Oliver Sacks, the great neurologist, wrote that John Hull’s memoir, On Sight and Insight: A Journey into the World of Blindness is “the most extraordinary, precise, deep and beautiful account of blindness I have ever read.”

When theologian John Hull (1935-2015) lost his sight at age 48, he embarked upon an audio diary, recording the physical and emotional transformations he experienced, as well as his brilliant, sophisticated philosophical observations on this life-changing event.

Middleton and Spinney dramatize Hull’s life and words: “I am concerned to understand blindness, to seek its meaning, to retain the fullness of my humanity.” He becomes aware of what he can experience, perhaps with even greater intensity: listening to music or the sound of rain falling onto different surfaces, dancing with his wife, feeling sunlight on his face, dreams, and memories.

Intimate and immersive, the film embraces one man’s successful struggle to employ his intellectual and sensual resources to navigate this great trauma.
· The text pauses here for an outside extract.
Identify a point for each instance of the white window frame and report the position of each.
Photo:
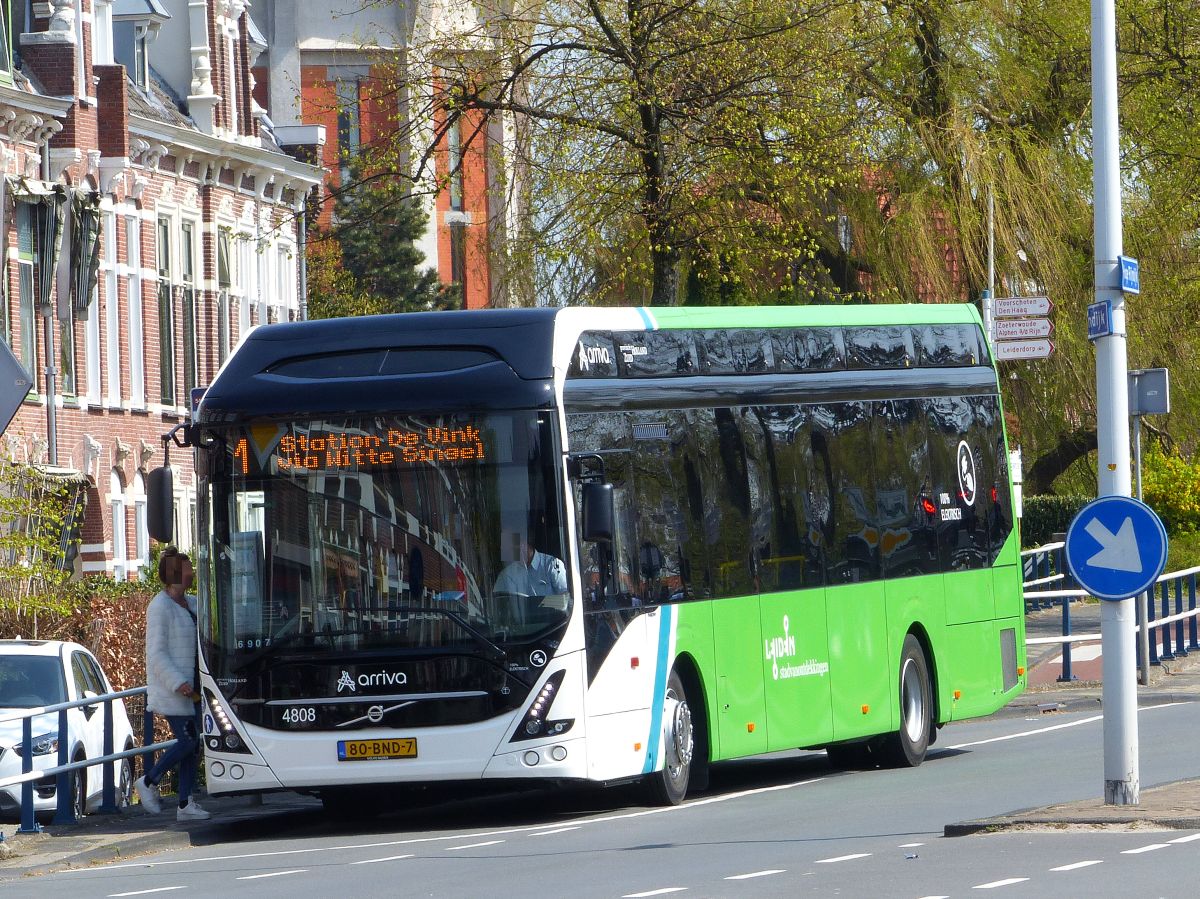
(136, 329)
(118, 517)
(112, 310)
"This is not just a tale of struggle and courage, a relearning of the world's signals, however, but also a moving portrait of family life."

Kate Muir, Times (UK)

"Notes on Blindness is a moving, intimate documentary, a triumph of sound and image, and a poetic examination of love, loss, memory and marriage."

Niall McArdle, Film Ireland Magazine

"Achingly poignant and startlingly immediate."

Katie Walsh, Los Angeles Times

"The tone of the narration is so wrenchingly honest that the film never lapses into self-pity or relies on mystical platitudes."

Stephen Holden, New York Times

"A genuinely moving, profound and haunting experience that might change the way you perceive the sights and sounds around you."